Comme un boulet de canon, une fois tiré, perd sa vitesse à mesure qu’il gagne de l’altitude avant de retomber au sol, les progrès de la Chine se faisaient de plus en plus minces depuis les années 2000.  

Evolution annuelle des volumes de marchandises dans les ports de Shenzen et Shanghai.  

La tendance à la baisse était masquée, ces dernières années, par le fait que l’économie chinoise restait en croissance positive tandis que le PIB/habitant européen n’a jamais retrouvé ses niveaux pré-subprimes. Pour autant, sauf revirement majeur, les exportations chinoises risquent de passer en territoire négatif avant la fin de la décennie. Dans une économie dont les exportations représentent encore près de 20 % du PIB, l’effet de cette contraction imminente sera brutal.  

Le pays de la stabilité prêt pour un changement ?

« It’s the economy, stupid ! ». Ce slogan qui avait décrit à merveille la préoccupation des citoyens américains en 1992 pourrait s’appliquer, ironie de l’histoire, à la Chine communiste de 2022.  

Déjà, les populations n’acceptent plus la politique zéro-Covid extrême imposée par Pékin. Sur WeChat, la super-application à mi-chemin entre WhatsApp et Facebook, des voix se lèvent pour diffuser les plaintes des citoyens confinés depuis des semaines. Certains n’ont plus de nourriture fraiche. D’autres sont ruinés de ne pouvoir travailler. Des vidéos d’altercations avec les forces de police ou les autorités sanitaires sont diffusées. Des appels à la « grève du test PCR » sont relayés.  

Même les économistes s’inquiètent publiquement de l’impact sur l’économie des mesures de confinement.  

« Pas de mouvement, pas de PIB ». Le populaire Hao Hong a eu l’outrecuidance de critiquer la stratégie sanitaire à Shanghai et de prévoir une baisse des actions chinoise. Malgré sa popularité et ses 3 millions d’abonnés, il a disparu des réseaux sociaux chinois sans explication.  

Les autorités tentent toujours de juguler la diffusion de ces messages séditieux en les censurant et en poursuivant leurs auteurs pour atteinte à l’ordre public, mais rien n’y fait.  

Non seulement leur volume ne tarit pas, mais le caractère sulfureux des messages échangés va en s’aggravant, jusqu’à conférer au crime de lèse-majesté.  

Début mai, une nouvelle rumeur iconoclaste a enflammé les discussions entre citoyens révoltés. Du fait de sa mauvaise gestion, Xi Jinping serait lâché par le Parti et devrait être éconduit lors des élections prévues en fin d’année. Il ne s’agit bien sûr, à ce stade, que d’un exutoire aux frustrations d’une population qui goûte de moins en moins les décisions prises par les autorités au nom du bien commun. Une éviction du leader reste des plus improbables mais le fait que les masses la jugent suffisamment crédible pour mériter d’être diffusée avec tous les risques que cela comporte est un signe des temps à ne pas ignorer. 

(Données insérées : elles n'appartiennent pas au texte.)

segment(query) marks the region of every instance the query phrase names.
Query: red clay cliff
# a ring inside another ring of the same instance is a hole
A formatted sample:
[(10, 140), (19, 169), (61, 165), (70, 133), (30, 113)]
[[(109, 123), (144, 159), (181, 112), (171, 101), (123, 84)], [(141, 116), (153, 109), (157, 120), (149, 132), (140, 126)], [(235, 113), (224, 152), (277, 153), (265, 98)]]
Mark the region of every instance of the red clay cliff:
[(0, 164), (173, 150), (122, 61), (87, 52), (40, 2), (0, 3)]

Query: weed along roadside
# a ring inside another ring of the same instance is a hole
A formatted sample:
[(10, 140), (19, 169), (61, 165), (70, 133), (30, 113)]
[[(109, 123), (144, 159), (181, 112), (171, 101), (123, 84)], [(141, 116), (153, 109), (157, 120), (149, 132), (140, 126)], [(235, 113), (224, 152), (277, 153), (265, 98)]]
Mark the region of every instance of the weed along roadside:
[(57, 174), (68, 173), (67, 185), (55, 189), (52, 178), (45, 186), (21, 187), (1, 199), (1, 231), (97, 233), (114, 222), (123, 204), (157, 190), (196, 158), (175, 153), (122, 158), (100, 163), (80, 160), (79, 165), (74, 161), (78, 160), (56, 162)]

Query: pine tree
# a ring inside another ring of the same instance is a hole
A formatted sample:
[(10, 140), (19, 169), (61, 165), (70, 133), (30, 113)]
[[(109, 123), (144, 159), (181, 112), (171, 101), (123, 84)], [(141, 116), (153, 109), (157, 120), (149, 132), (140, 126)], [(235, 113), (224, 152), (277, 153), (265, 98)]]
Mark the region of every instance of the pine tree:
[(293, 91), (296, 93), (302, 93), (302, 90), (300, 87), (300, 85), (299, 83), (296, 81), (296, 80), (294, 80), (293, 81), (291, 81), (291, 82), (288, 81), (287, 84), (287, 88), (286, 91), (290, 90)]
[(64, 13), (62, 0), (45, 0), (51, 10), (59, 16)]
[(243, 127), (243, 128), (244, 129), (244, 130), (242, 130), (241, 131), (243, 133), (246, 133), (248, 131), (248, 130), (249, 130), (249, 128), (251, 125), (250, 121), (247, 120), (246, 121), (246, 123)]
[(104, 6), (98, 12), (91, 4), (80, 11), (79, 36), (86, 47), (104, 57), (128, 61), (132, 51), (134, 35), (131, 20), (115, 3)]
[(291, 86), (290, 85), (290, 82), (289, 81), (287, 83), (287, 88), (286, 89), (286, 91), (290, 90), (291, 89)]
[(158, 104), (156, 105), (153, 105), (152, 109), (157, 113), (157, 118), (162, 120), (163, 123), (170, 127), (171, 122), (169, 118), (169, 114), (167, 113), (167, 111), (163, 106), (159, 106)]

Impudence inédite : les Chinois se mettent à croire à un fin prématurée du règne de Xi Jinping. Source : Weixin   

La Chine, moteur de la croissance mondiale, fait face à trois vents contraires. Son économie est de plus en plus dépendante de l’impression monétaire. La stratégie zéro-covid de plus en plus sévère fait plonger ses échanges avec le monde, dont la bonne santé était déjà en sursis, dans le rouge. Même la population ne croit plus au roman national et se met à rêver à un changement de régime, chose impensable il y a quelques mois seulement. Dans cette tempête parfaite, les remous actuels ne doivent pas être pris comme des contre-temps temporaires. Ils sont peut-être le signal avancé d’une reconfiguration imminente du tissu économique.   

Pour le pays comme pour ses partenaires commerciaux, dont l’Europe et les Etats-Unis, un tel scénario ne doit pas être pris à la légère. N’oublions pas que la Chine nous permet, depuis plus de vingt ans, d’exporter notre inflation grâce aux délocalisations.  Alors que l’inflation européenne s’approche des 10 % par an, une contraction durable des échanges avec la Chine pourrait nous faire basculer dans l’hyper-inflation.